Introduction
This document describes the basic configuration and commit order to onboard a Cisco Edge Router to a Software-Defined Wide Area Network overlay.
Prerequisites
Requirements
Cisco recommends that you have knowledge of these topics:
- Cisco Software-Defined Wide Area Network (SD-WAN)
- Basic Cisco IOS® XE Command Line Interface (CLI)
Components Used
This document is based on these software and hardware versions:
- Cisco Edge Router version 17.6.3
- vManage version 20.6.3
The information in this document was created from the devices in a specific lab environment. All of the devices used in this document started with a cleared (default) configuration.

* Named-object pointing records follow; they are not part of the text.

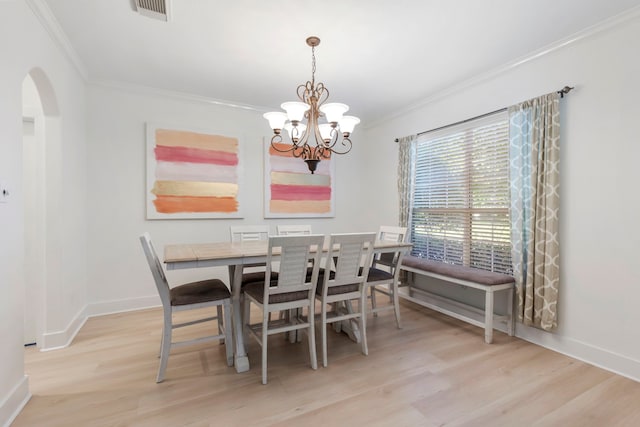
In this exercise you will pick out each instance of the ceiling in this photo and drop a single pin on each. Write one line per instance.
(378, 56)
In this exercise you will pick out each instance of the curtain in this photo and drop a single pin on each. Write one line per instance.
(406, 147)
(534, 138)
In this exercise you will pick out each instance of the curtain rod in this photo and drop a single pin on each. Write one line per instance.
(561, 92)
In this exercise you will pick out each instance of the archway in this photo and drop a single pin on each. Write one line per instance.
(40, 108)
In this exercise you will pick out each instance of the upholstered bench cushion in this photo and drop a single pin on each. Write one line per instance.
(470, 274)
(196, 292)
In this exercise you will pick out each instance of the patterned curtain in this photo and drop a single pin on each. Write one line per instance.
(534, 137)
(406, 148)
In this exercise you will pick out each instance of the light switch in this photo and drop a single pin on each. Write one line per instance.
(4, 192)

If your network is live, ensure that you understand the potential impact of any command.
Note: This guide assumes that for physical routers the Cisco Edge Router Serial Number is already in Cisco Network Plug & Play (PnP) portal and synced with vManage devices list; and for virtual Edge Routers, that a virtual instance is added to PnP portal and synced to vManage.
Mode Verification
Step 1. Verify the router is on Controller-Managed mode.
show platform software device-mode
show version | in mode
Example:
Router# show platform software device-mode
Device Operating-mode: Controller-Managed
Device-mode bootup status:
8/03 00:44:16 System is green
Bootup Success
Router# show version | in mode
Router operating mode: Controller-Managed
Note: If the operating mode results in Autonomous, move the router to Controller-Managed with controller-mode enable
command.
Step 2. Perform a software reset.
For a new onboard it is recommended to clean the device up with a software reset, this ensures all previous configurations in the Configuration Data Base (CBD) are removed.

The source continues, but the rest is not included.